Quoted the guy a 40% chance of making it out of the OR and a 40% chance of making it out of the ICU if he survived the OR.

He was active and wanted his hip fixed and would rather die than convalesce.

A-line, PIV 50ish mg propofol, 50 mg of roc, some fent ETT and TEE for the hell of it. Did fine except for some transient pressure drops when they were drilling/ hammering and showering his PA with emboli.

Aortic stenosis by my exam was less significant than advertised. More in the severe range.

I would have extubated him at the end of the case, but at the insistence of the ICU doc I left him intubated so they could watch him overnight.

He was extubated the next day and didn't remember anything from the surgery. He was very happy and appreciative and (bad omen) nice.

~36h post-op had a massive MI and died.

Still think we did everything right, still ponder if perhaps we didn't.

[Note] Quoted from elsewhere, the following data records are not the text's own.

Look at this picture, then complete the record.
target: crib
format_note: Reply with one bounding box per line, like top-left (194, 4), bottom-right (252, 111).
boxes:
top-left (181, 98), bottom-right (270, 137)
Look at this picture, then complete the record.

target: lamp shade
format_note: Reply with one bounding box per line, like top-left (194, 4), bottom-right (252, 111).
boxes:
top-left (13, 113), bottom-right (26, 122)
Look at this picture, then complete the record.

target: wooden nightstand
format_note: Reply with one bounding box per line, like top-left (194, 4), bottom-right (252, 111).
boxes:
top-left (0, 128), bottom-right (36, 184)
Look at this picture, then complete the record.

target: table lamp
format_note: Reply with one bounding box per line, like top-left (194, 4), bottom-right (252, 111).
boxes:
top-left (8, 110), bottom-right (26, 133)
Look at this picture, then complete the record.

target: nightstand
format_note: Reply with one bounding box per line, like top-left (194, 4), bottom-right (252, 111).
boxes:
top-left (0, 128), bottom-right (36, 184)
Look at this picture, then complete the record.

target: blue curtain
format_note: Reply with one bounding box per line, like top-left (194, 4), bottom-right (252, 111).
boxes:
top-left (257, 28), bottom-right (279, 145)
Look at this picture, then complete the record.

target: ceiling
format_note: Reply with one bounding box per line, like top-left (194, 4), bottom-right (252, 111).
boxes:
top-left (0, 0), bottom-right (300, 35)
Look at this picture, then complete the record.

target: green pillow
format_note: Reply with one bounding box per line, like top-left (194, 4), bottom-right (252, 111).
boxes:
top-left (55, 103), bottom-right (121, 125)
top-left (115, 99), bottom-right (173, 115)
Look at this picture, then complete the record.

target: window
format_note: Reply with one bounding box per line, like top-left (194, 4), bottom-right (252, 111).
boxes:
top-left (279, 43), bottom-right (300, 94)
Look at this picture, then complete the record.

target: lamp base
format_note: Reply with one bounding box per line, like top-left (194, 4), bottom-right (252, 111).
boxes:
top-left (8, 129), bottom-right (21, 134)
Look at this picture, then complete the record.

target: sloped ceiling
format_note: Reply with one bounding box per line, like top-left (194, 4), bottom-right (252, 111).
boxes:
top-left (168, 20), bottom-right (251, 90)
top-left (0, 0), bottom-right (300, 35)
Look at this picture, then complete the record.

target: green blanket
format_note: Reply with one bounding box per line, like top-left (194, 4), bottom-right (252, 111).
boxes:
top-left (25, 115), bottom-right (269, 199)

That is the nature of this business IMHO.

- pod
 
At 95 years, even if he were completely healthy, the likelihood of being alive in one year is 50% (US actuarial data). Add in a pinhole aortic outlet, pulmonary hypertension, mitral stenosis, and the other problems associated with his extreme age, and his survival living until tomorrow is probably just 50%. Does he even want the surgery, or instead is the family asking for all measures? Even if the orthpods fix the hip, and lives to get to a ward, will he survive to discharge? Read the rest of the echo report for systolic & diastolic function. Assuming normal coags, cooperative surgeons, and everybody chooses to move forward knowing the risks, then incrementally dosed epidural as tolerated, lots of local, supplement with dexmedetomidine gtt with all the goals for AS, MS, CAD, and Pulm HTN. Oh, and also clarify exactly what the patient/family wants when he becomes pulseless.

Careful w/ Dex in this situation...I've seen pretty significant drops in BP as a result of it.